寺尾聰がからっぽの父を熱演!正義を考えさせられる映画「さまよう刃」
2025.5.14(水)
肉親を殺された恨みを晴らすべきか。復讐は是か否か。永遠のテーマであるが、2009年公開の映画「さまよう刃」を見ると「正義ってなんなのだろう」と考えさせられる。
東野圭吾の同名小説が原作となっているこの作品。妻に先立たれ、一人娘の成長だけを楽しみに生きていた長峰(寺尾聰)は、ある日突然、残虐な少年犯罪により娘を失うことに。犯人の正体を謎の人物から突如として知らされた長峰が復讐へと動き出すという物語だ。
主人公が復讐を決意するというストーリーは映画では数多く見られてきた、いわば王道のジャンルとも言えるが、「さまよう刃」はその中でも過程が相当に残酷だ。娘は薬物を打たれたうえに凌辱され、死体となって発見される。しかも、その犯行映像を父親である長峰がビデオテープで見るシーンもあり、長峰同様に衝撃を受けることは間違いない。
加えて犯人グループは未成年であるため、少年法にも守られている。非道の限りを尽くしたとしても、到底罪に見合った罰は与えられない。それを理解している長峰が少年たちへ復讐を果たしていくのは至極当然にすら思え、応援に近いような感情さえ抱いてしまう。

長峰の失意はからっぽの瞳から痛いほどに伝わってくるのだが、映像ではそれを必要以上に表現していないのも特徴的。長峰を演じる寺尾は淡々と犯人を捜し、前述のビデオテープを見たとき以外は表情を大きく変えることもない。
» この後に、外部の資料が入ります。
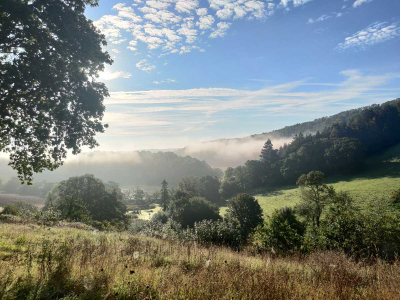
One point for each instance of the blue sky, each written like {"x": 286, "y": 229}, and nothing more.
{"x": 187, "y": 71}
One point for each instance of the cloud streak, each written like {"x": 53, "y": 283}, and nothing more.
{"x": 176, "y": 27}
{"x": 374, "y": 34}
{"x": 179, "y": 112}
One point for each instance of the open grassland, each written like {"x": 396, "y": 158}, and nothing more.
{"x": 38, "y": 262}
{"x": 379, "y": 179}
{"x": 12, "y": 198}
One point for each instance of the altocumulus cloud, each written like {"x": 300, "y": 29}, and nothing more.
{"x": 374, "y": 34}
{"x": 175, "y": 26}
{"x": 174, "y": 111}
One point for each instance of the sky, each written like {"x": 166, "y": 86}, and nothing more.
{"x": 187, "y": 71}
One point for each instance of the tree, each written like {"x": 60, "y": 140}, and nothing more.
{"x": 246, "y": 211}
{"x": 73, "y": 210}
{"x": 315, "y": 194}
{"x": 190, "y": 186}
{"x": 209, "y": 189}
{"x": 268, "y": 154}
{"x": 189, "y": 211}
{"x": 281, "y": 233}
{"x": 50, "y": 101}
{"x": 91, "y": 192}
{"x": 12, "y": 186}
{"x": 164, "y": 195}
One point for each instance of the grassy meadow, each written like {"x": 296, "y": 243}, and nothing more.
{"x": 39, "y": 262}
{"x": 379, "y": 179}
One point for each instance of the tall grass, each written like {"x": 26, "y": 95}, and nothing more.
{"x": 38, "y": 262}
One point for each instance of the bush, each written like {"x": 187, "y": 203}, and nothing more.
{"x": 189, "y": 211}
{"x": 82, "y": 196}
{"x": 246, "y": 212}
{"x": 220, "y": 233}
{"x": 281, "y": 234}
{"x": 160, "y": 216}
{"x": 373, "y": 232}
{"x": 21, "y": 209}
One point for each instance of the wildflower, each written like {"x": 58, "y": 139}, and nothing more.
{"x": 208, "y": 263}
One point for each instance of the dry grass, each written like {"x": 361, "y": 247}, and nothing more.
{"x": 38, "y": 262}
{"x": 12, "y": 198}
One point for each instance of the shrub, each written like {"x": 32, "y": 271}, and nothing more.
{"x": 281, "y": 234}
{"x": 160, "y": 216}
{"x": 373, "y": 232}
{"x": 221, "y": 233}
{"x": 189, "y": 211}
{"x": 21, "y": 209}
{"x": 90, "y": 194}
{"x": 246, "y": 212}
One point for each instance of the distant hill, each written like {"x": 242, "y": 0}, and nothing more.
{"x": 127, "y": 168}
{"x": 225, "y": 153}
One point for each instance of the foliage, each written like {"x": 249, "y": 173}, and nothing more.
{"x": 189, "y": 211}
{"x": 50, "y": 101}
{"x": 86, "y": 190}
{"x": 245, "y": 210}
{"x": 282, "y": 233}
{"x": 65, "y": 263}
{"x": 339, "y": 148}
{"x": 73, "y": 210}
{"x": 38, "y": 189}
{"x": 315, "y": 194}
{"x": 21, "y": 209}
{"x": 164, "y": 195}
{"x": 160, "y": 216}
{"x": 209, "y": 189}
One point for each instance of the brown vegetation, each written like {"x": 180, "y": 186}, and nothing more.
{"x": 13, "y": 198}
{"x": 52, "y": 263}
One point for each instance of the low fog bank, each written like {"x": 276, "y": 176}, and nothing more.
{"x": 142, "y": 168}
{"x": 231, "y": 152}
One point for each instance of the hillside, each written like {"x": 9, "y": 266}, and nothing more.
{"x": 380, "y": 177}
{"x": 129, "y": 169}
{"x": 68, "y": 263}
{"x": 224, "y": 153}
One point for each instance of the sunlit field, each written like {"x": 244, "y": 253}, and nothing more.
{"x": 379, "y": 180}
{"x": 39, "y": 262}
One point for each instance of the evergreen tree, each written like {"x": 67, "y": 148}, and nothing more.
{"x": 164, "y": 195}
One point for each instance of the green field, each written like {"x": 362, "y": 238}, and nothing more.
{"x": 379, "y": 179}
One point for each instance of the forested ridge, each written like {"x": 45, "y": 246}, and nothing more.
{"x": 339, "y": 148}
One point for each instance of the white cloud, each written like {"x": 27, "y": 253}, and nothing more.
{"x": 201, "y": 11}
{"x": 374, "y": 34}
{"x": 171, "y": 113}
{"x": 174, "y": 26}
{"x": 285, "y": 3}
{"x": 145, "y": 66}
{"x": 222, "y": 27}
{"x": 106, "y": 75}
{"x": 205, "y": 22}
{"x": 238, "y": 9}
{"x": 186, "y": 6}
{"x": 118, "y": 41}
{"x": 360, "y": 2}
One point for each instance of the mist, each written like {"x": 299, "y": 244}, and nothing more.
{"x": 231, "y": 152}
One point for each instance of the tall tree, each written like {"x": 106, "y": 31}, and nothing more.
{"x": 102, "y": 204}
{"x": 209, "y": 188}
{"x": 315, "y": 194}
{"x": 50, "y": 101}
{"x": 164, "y": 195}
{"x": 246, "y": 212}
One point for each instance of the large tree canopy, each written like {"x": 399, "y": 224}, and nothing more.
{"x": 50, "y": 55}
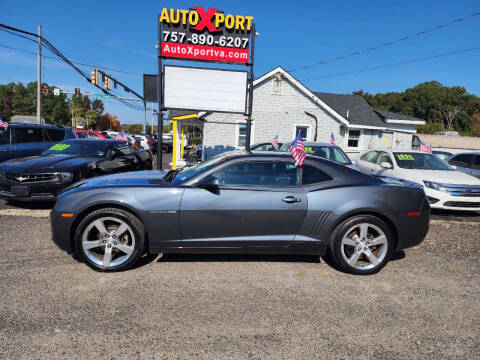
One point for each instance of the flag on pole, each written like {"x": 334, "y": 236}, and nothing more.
{"x": 3, "y": 123}
{"x": 297, "y": 149}
{"x": 121, "y": 136}
{"x": 425, "y": 148}
{"x": 275, "y": 142}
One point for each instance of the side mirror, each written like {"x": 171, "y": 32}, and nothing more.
{"x": 209, "y": 183}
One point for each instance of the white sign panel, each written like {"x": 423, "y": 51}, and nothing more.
{"x": 205, "y": 89}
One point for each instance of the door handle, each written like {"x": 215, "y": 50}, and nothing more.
{"x": 291, "y": 199}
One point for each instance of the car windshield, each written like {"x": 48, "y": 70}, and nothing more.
{"x": 420, "y": 161}
{"x": 81, "y": 148}
{"x": 187, "y": 173}
{"x": 332, "y": 153}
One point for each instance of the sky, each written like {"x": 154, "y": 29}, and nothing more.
{"x": 122, "y": 35}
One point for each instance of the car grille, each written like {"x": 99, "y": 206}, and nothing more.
{"x": 463, "y": 190}
{"x": 31, "y": 178}
{"x": 462, "y": 204}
寺尾の穏やかにも聞こえる声で独白をさせることにより、静かに赦せぬ感情を描いているのは秀逸だった。
個人的な印象も含まれるが、寺尾を見ていると穏やかで親しみやすいというイメージがすぐに飛び込んでくる。だからこそ、寺尾から復讐の言葉が出てくるたびにギャップもあってかゾワッとした薄暗い気持ちにさせられる。しかし、そのネガティブな感情を呼び寄せられるからこそ、単なる復讐劇としての作品にはなっていないように感じた。
長峰の心の動きをことさらに強調しない一方で、織部刑事(竹野内豊)の葛藤は見ているこちらの心情とリンクする仕組みとなっている。
警察は法ではなく、市民を守るためにあるのではないのか。容疑者となった長峰を追ううちに織部は警察のあり方に疑問を持ち始める。最終的に、長峰に犯人と対峙する機会を与えたのも織部の情報だったわけだが、彼の動き方に共感することはたやすい。
少年を殺したのは長峰であるが、それ以上の罪を先に少年たちは犯しているのではないか。織部の頭について回る考えは長峰を"さん付け"していることからもうかがうことができ、浮かんでいる表情からは迷いが消えることがない。少年法とはなんなのかと考え続ける織部と、視聴者が自らを重ねて問題と向き合うことになるのは自然な流れだ。

本作で織部を演じた竹野内だが、2021年のドラマ版「さまよう刃」では長峰を演じている。2009年当時では見た目にも若々しい竹野内が何を考え、刑事として犯人を追っていくかを想像するのも興味深い。
最終的に長峰が選んだ決断は、死ではなく、より強い恐怖を犯人に思い知らせることだった。更生させ、社会復帰を促す少年法において、真っ当な道に戻らせる可能性が高い方を選択したようにも思える。その選択が正しかったかどうかはわからないし、見た人それぞれによって受け取り方もさまざまだろう。
だが、寺尾が演じた長峰の姿からやるせなさは痛いほどに伝わり、少年法について考えるきっかけは与えられる――というより"突きつけられる"。テーマ性の強い映画として見た人の記憶に刻み込まれることは間違いないだろう。